Almudena Cano is the conservator director for the natural park. She explains that the cause of these deaths is unknown at this time. The official laboratory report is still pending and is expected to be complete by the end of this week.
According to the Sierra de Baza Project for its part, many pathologies, including brucellosis, scabies and blue tongue, have been ruled out. Oestrus ovis, a Diptera from the Oestridae Family, is also ruled out. Its larvae (worms), enter the nose to cause myiasis (ovine oestrosis) and then exit the body.
It is possible that it is not contagious. This has been proven by the fact that mortality has only affected deer and not domestic fauna (sheep, goats, etc.).

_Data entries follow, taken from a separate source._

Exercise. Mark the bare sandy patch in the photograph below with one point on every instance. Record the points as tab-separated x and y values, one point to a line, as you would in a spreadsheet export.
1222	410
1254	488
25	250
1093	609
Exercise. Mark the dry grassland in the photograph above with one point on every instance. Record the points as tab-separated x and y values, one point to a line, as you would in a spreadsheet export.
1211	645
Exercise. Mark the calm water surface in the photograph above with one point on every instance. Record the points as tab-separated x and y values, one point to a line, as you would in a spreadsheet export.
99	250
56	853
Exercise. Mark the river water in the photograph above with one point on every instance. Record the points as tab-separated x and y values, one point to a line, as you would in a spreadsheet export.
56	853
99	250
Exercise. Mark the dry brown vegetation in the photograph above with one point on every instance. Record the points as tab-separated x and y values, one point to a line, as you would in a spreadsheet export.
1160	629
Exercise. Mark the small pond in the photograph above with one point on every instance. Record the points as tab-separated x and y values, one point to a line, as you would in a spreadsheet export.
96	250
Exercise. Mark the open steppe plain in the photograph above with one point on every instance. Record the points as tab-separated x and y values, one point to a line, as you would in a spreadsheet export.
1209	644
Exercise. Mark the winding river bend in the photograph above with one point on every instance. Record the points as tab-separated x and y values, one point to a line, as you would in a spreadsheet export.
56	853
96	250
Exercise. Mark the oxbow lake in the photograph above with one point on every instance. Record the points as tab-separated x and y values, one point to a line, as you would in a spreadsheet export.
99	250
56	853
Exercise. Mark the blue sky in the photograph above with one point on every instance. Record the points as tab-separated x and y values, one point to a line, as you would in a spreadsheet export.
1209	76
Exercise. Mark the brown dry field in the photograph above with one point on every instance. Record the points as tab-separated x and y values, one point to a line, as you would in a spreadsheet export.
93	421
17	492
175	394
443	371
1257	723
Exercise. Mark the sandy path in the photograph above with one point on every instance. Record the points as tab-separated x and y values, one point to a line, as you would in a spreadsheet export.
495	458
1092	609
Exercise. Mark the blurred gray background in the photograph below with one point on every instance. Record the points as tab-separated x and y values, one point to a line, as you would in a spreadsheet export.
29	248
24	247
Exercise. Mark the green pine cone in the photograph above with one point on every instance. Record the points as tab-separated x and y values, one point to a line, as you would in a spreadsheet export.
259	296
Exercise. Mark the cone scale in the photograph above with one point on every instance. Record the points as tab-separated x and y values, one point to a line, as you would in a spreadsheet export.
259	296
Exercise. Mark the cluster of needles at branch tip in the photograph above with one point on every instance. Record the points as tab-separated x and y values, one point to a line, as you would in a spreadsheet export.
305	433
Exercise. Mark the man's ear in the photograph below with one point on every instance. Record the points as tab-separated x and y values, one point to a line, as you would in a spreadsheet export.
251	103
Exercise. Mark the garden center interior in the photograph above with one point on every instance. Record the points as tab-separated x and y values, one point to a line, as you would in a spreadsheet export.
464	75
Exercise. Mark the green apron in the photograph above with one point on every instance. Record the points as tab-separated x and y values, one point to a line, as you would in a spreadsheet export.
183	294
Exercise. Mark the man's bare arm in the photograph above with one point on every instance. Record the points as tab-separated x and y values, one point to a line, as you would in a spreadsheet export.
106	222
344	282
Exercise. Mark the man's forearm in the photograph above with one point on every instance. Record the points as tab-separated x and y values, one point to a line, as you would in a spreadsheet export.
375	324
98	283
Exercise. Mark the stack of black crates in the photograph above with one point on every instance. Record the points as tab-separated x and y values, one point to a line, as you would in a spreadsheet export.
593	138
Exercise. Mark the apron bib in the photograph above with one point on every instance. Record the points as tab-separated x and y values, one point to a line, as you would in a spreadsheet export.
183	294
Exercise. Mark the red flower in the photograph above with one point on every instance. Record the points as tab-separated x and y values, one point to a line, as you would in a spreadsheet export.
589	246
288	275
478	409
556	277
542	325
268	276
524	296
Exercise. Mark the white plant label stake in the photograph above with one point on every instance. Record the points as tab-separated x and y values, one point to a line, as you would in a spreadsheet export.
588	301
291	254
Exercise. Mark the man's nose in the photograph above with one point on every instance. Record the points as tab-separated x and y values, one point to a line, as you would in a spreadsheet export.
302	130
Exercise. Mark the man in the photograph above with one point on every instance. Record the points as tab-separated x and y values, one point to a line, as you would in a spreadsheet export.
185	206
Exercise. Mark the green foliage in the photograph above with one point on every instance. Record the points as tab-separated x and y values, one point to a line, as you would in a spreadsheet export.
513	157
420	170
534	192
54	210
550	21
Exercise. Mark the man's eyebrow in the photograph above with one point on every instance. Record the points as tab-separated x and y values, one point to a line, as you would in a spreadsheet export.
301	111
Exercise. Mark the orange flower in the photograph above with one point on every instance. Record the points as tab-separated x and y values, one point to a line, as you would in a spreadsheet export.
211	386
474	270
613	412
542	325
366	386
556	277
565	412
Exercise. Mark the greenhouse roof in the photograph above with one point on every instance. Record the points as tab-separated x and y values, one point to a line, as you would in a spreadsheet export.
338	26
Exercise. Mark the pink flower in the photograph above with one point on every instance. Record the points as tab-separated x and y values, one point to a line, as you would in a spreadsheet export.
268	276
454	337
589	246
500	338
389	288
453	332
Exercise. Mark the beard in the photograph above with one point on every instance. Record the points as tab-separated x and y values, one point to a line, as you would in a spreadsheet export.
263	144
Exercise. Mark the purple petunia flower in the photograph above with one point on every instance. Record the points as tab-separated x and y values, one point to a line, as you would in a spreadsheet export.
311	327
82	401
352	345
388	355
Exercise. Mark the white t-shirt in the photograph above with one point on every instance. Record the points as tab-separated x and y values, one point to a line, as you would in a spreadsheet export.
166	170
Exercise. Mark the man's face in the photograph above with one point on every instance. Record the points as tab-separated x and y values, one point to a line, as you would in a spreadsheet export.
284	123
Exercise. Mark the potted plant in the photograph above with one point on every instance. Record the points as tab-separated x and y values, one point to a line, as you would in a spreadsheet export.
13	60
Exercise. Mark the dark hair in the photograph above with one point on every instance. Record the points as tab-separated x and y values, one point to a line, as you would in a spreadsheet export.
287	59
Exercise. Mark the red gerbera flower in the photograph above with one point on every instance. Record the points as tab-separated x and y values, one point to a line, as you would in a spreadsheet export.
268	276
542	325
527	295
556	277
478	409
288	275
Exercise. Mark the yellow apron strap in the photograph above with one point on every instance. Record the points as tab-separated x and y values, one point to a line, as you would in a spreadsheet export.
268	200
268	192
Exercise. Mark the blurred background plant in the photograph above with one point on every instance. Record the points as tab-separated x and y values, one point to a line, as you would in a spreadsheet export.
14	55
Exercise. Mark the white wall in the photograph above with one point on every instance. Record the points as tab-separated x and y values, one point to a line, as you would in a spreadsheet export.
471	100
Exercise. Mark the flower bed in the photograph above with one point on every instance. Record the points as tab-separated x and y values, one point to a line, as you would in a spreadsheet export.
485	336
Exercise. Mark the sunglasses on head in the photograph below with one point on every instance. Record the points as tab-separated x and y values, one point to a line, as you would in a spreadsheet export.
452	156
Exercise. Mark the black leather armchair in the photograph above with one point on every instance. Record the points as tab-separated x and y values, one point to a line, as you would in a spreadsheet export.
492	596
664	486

The Natural Park's north and middle have the highest concentrations of dead specimens. This is because it has had the most rain. However, the areas with the lowest number of corpses were found in the south and southeast (the Raposo or Charches), which have seen less rainfall.
The Sierra de Baza Project believes that at least 100 to 200 deer died during this spring episode, despite not having more precise data. This summer, a population census will be conducted on deer and more detailed information will be available.
One of the hypotheses is that the drought of last fall-winter has affected the health and vitality these animals. Also, they experienced intense and persistent rains throughout March, which was accompanied by a significant drop in temperatures. This led to snow in the Sierra de Baza.
This is not the first instance of this happening. There are also evidence of similar episodes in Zamora in the provinces of Alava and Los Alcornocales in Cadiz, where deer mass deaths were also common. Stress was the cause.